If you're going to travel, combining this with studying is always a good option. Part-time studying can be exhausting if combined with a full-time job, so this may be your chance to concentrate on something new whole-heartedly. Even if you choose not to make use of what you learn when you return home, discovering more about a different culture and way of life will set you in better stead at work. After all, future employers always rate people who have had the opportunity to live in different cultures and experience a way of life.
Learn a New Language
Immersion is arguably the best way to learn a new language, so why not combine language learning with actually living in the country? A working knowledge of a foreign language is always useful, and if you are canny, find out where your company has offices abroad and choose a language based on that. Who knows, a mini career break in Hong Kong could lead to a transfer to Shanghai in the near future!
Become an Instructor
Always dreamt about being a diving or sailing instructor, turning a hobby into a new career? Taking a mini career break gives you the chance to test the waters without making a full-time commitment, and to spend a month doing nothing but concentrating on getting those qualifications.
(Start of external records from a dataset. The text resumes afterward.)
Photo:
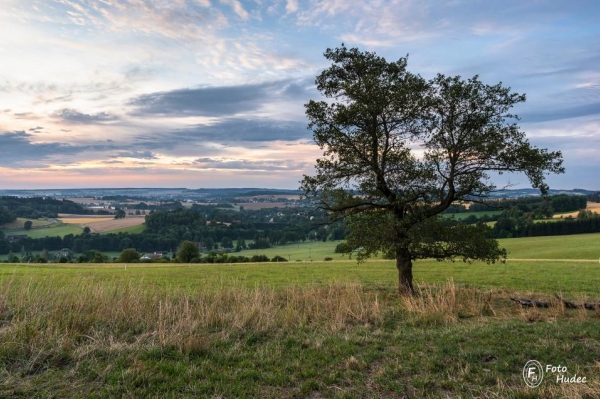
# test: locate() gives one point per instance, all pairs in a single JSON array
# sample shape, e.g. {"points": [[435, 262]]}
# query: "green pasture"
{"points": [[310, 328], [131, 229], [576, 246], [307, 251], [542, 277], [19, 222], [464, 215]]}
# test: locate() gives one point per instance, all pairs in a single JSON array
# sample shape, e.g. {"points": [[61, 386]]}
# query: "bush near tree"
{"points": [[376, 115]]}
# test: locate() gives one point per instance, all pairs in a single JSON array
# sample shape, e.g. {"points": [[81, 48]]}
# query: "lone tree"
{"points": [[399, 150]]}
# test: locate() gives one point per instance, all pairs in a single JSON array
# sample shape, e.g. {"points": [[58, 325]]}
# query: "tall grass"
{"points": [[37, 312]]}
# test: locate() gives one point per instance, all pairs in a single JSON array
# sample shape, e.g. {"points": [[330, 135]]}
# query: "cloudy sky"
{"points": [[210, 93]]}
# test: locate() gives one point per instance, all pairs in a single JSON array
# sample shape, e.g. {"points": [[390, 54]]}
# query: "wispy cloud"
{"points": [[220, 101], [76, 117]]}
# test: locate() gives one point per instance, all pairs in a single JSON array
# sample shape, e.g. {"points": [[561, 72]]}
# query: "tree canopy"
{"points": [[398, 150]]}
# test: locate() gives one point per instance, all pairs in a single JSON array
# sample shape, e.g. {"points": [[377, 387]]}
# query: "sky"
{"points": [[211, 93]]}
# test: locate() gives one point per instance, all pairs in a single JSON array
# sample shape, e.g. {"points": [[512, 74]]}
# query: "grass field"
{"points": [[578, 246], [53, 230], [310, 329]]}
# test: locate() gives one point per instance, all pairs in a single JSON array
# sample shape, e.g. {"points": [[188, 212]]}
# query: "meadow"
{"points": [[305, 328]]}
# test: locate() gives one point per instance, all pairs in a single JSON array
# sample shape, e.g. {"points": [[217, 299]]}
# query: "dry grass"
{"points": [[101, 223], [107, 333], [129, 312], [76, 219], [446, 303]]}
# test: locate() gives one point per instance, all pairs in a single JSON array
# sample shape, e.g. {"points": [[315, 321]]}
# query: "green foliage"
{"points": [[343, 248], [391, 197], [129, 255], [187, 252]]}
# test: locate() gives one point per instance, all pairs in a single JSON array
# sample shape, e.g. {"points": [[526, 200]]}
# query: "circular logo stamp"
{"points": [[533, 373]]}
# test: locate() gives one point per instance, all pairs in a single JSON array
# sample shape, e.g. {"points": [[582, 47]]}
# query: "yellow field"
{"points": [[82, 219], [592, 206], [102, 223]]}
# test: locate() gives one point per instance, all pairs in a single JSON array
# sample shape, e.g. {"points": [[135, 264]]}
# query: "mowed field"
{"points": [[252, 206], [102, 224], [592, 206], [310, 329]]}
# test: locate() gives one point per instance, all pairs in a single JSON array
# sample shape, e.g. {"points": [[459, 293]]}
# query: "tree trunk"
{"points": [[404, 266]]}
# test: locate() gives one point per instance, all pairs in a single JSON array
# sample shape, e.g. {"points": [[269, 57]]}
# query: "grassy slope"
{"points": [[298, 329]]}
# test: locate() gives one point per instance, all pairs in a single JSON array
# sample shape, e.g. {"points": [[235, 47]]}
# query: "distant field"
{"points": [[314, 250], [577, 246], [464, 215], [104, 224], [297, 329], [137, 229], [54, 230], [83, 219], [252, 206], [593, 206], [19, 222]]}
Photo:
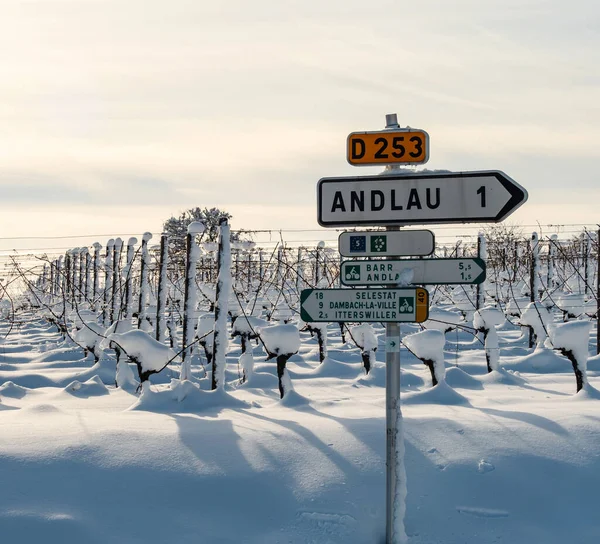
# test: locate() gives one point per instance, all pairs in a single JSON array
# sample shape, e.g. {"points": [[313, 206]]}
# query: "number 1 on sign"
{"points": [[481, 191]]}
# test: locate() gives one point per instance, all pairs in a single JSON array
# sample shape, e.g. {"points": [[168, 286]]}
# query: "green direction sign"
{"points": [[410, 304], [398, 243], [413, 271]]}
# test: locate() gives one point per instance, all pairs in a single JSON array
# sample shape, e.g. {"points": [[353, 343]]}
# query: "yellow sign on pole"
{"points": [[422, 306], [409, 146]]}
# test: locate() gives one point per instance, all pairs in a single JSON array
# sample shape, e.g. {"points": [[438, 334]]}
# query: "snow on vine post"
{"points": [[485, 321], [161, 297], [428, 347], [281, 342], [149, 355], [571, 340], [586, 261], [539, 319], [108, 272], [95, 274], [482, 254], [320, 329], [190, 296], [128, 273], [318, 251], [81, 279], [551, 282], [144, 265], [116, 290], [88, 275], [83, 252], [59, 266], [67, 277], [247, 327], [535, 268], [221, 306], [299, 273], [364, 336]]}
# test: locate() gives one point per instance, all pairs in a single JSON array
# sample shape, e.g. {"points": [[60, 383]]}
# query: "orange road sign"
{"points": [[388, 147]]}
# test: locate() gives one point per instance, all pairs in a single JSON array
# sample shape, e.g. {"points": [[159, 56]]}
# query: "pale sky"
{"points": [[116, 114]]}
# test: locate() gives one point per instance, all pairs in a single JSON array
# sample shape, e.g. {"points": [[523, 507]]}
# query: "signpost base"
{"points": [[392, 398]]}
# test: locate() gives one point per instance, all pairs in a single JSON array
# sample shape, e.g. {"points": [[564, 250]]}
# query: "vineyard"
{"points": [[125, 359]]}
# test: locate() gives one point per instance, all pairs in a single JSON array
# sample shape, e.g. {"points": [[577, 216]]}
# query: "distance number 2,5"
{"points": [[398, 148]]}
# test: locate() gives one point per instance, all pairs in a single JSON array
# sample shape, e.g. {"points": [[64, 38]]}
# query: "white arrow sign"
{"points": [[459, 197], [378, 243], [413, 271], [410, 305]]}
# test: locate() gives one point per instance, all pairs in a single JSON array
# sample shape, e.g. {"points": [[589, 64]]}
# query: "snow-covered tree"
{"points": [[365, 339], [281, 342], [428, 347], [571, 340], [176, 229], [485, 321]]}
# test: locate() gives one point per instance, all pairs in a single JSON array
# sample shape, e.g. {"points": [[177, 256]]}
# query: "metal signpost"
{"points": [[392, 200], [396, 146], [407, 199], [413, 271], [365, 305], [383, 243]]}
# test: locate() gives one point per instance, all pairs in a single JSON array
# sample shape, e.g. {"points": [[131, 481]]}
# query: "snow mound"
{"points": [[587, 393], [293, 399], [13, 391], [426, 344], [573, 336], [248, 326], [90, 335], [186, 396], [330, 368], [365, 337], [502, 377], [281, 339], [376, 377], [442, 320], [260, 380], [91, 388], [488, 317], [151, 354], [442, 393], [456, 377]]}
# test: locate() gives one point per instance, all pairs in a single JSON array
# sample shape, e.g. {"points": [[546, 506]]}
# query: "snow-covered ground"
{"points": [[509, 457]]}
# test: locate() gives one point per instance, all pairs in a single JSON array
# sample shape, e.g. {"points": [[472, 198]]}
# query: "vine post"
{"points": [[161, 298]]}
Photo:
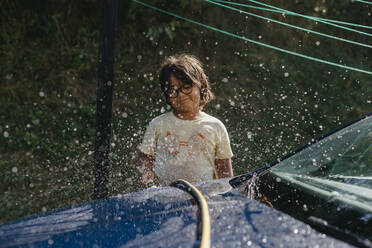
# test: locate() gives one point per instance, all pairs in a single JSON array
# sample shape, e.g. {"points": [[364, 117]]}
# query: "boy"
{"points": [[186, 142]]}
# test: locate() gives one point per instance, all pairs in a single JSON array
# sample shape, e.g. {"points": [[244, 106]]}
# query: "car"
{"points": [[317, 196]]}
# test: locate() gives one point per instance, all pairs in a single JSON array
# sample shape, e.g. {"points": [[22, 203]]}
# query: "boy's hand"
{"points": [[144, 167]]}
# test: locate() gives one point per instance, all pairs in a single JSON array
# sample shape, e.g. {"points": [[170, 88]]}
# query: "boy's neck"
{"points": [[187, 116]]}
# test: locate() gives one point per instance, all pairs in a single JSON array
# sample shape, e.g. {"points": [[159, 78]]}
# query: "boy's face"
{"points": [[187, 100]]}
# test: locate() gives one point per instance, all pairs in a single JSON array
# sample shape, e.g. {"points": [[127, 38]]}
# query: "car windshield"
{"points": [[338, 166]]}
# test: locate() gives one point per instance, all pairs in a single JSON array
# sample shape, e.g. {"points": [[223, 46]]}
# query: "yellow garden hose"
{"points": [[206, 222]]}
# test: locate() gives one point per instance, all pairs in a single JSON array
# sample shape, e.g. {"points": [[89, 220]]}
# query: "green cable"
{"points": [[361, 1], [253, 41], [289, 25], [293, 14], [312, 18], [205, 240]]}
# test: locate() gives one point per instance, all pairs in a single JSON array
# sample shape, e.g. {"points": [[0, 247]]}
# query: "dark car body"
{"points": [[315, 205]]}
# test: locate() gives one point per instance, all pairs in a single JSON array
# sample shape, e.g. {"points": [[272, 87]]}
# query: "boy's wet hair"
{"points": [[189, 70]]}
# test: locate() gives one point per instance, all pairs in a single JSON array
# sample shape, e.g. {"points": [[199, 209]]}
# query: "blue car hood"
{"points": [[164, 217]]}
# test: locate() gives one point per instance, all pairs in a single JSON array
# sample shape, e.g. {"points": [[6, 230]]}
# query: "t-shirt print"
{"points": [[183, 148]]}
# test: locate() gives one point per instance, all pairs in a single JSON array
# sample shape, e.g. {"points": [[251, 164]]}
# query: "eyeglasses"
{"points": [[185, 89]]}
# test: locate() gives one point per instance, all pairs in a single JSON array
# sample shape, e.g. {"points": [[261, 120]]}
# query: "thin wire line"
{"points": [[293, 14], [253, 41], [313, 18], [292, 26]]}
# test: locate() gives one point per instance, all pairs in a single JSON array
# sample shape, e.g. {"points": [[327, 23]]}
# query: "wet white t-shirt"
{"points": [[185, 149]]}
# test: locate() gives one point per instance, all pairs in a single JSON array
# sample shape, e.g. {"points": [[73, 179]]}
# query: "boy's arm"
{"points": [[223, 168], [144, 167]]}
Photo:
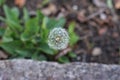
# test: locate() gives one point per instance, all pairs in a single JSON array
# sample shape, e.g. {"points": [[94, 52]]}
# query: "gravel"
{"points": [[20, 69]]}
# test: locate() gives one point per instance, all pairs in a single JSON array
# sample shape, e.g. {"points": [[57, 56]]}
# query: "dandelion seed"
{"points": [[58, 38]]}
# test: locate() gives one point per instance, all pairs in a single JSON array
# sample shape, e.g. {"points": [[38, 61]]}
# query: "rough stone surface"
{"points": [[34, 70]]}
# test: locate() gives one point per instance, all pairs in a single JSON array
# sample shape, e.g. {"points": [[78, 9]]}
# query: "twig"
{"points": [[64, 52]]}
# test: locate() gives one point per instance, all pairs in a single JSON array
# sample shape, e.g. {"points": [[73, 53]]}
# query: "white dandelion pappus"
{"points": [[58, 38]]}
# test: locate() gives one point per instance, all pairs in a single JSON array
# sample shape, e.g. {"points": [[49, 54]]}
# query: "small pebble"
{"points": [[96, 51]]}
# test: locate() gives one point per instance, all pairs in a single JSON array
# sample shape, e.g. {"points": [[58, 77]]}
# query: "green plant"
{"points": [[58, 38], [27, 37], [2, 2]]}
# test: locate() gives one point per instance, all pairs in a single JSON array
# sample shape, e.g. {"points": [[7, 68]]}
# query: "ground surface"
{"points": [[35, 70], [97, 25]]}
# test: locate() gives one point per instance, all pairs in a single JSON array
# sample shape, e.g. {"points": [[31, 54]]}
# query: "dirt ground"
{"points": [[97, 24]]}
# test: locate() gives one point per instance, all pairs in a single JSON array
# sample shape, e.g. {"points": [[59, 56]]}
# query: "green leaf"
{"points": [[63, 59], [26, 15], [11, 14], [40, 16], [37, 56], [31, 29], [7, 36], [73, 37], [2, 2], [2, 31], [12, 18], [52, 23], [46, 49], [72, 55]]}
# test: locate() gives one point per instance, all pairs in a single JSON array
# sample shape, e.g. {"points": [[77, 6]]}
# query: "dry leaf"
{"points": [[3, 55], [117, 4], [20, 3]]}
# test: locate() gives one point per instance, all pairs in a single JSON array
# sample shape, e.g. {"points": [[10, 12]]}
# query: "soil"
{"points": [[96, 24]]}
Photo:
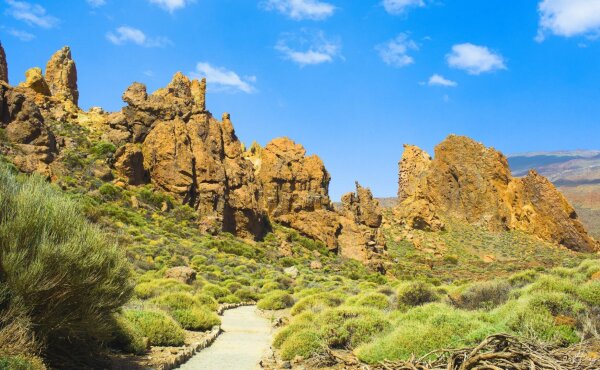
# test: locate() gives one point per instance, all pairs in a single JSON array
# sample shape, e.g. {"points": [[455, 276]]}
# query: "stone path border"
{"points": [[194, 348]]}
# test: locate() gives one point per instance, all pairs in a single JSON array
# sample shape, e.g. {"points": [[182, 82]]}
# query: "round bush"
{"points": [[232, 299], [153, 288], [318, 302], [207, 301], [590, 293], [484, 295], [305, 343], [158, 327], [58, 270], [374, 300], [176, 301], [276, 300], [416, 293], [198, 319], [127, 337], [215, 291]]}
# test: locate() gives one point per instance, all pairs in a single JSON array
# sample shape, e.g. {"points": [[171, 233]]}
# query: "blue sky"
{"points": [[350, 80]]}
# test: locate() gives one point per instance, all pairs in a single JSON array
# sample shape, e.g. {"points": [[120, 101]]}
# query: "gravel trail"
{"points": [[246, 337]]}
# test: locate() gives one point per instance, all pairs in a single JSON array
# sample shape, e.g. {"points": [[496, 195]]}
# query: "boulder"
{"points": [[34, 79], [362, 207], [3, 65], [468, 182], [129, 163], [191, 155], [292, 181], [61, 76]]}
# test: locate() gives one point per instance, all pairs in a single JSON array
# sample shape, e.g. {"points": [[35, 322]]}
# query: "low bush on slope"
{"points": [[61, 280], [394, 322]]}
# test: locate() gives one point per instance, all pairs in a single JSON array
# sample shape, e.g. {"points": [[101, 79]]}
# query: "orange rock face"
{"points": [[188, 153], [292, 182], [61, 75], [471, 183], [3, 65]]}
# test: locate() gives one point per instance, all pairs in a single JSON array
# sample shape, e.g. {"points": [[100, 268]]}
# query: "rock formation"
{"points": [[3, 65], [34, 79], [178, 146], [61, 75], [296, 190], [33, 144], [362, 207], [471, 183], [360, 237], [296, 194]]}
Volunteer to Gain New Skills
Volunteering can enrich not only your own life, but the lives of others. A month is a more than legitimate time frame in which to volunteer. Some programmes online seek volunteers with can only offer a limited period of free time, and many are glad to get help for as long as you can spare. Put the skills you already have to use helping someone else, or learn new skills you never thought you'd be able to acquire.
Backpacking around the world is a pipe dream for many, but a lot of people who started working directly after finishing school feel they have missed the boat. Mini career breaks can allow you to go places you've always dreamt of visiting, so grab that backpack, get a ticket overseas and get on with it!
Making the Most of It
Going off on a mini break can help you quickly gain skills you can apply back home. An intensive one-month French language course, with full immersion in Paris, can teach you a lot more than one hour a week French tuition with Pierre back home in Milton Keynes. Think about what you want to accomplish and plan carefully. There are a myriad of opportunities you can pursue, so make the most of them.
Share Your Story, Join the Discussion or Seek Advice..
Mini career breaks have worked well for me personally. For the last nine and a half years, I have had 2 admin jobs. In the second one particularly, I have not liked it much and have often wished that I could do something more interesting, adventurous and enjoyable with my time. But, at the same time, I have chosen to remain in my, I have to say, very decent job.
My employer does not usually give people career breaks any more and I have been no exception to this rule. But three times (so far) I have saved up a lot of leave and been on 3 fantastic working holidays (each 3 or 4 weeks long) in France (with International Voluntary Service) and Morocco and China (both with Cross Cultural Solutions). And, this autumn, I am taking 4 weeks off work to volunteer abroad in India!!
On these working holidays, a minority of volunteers had specific skills to offer, but most (myself included) did not have any in particular. I think that there are two main things that volunteers need: (1) a willingness to be kind and friendly to the people that you will be with (both on duty and off duty) and (2) the ability not to become upset by any challenging behaviour from the sometimes needy people who you are helping.
I personally find that the work you do on working holidays is easier than paid work. The organisations that I have been on working holidays with also take very good care of you. Cross Cultural Solutions especially. Most volunteers are young, but these organisations do get some mature volunteers too.
In my experience, lots of people admire the idea of working holidays. And the special contribution that you make there leaves you with some wonderful memories for the rest of your life. It is also a great way to spend some time following life's non-conformist path!!
When your mini career break is over, you also have your job to come back to.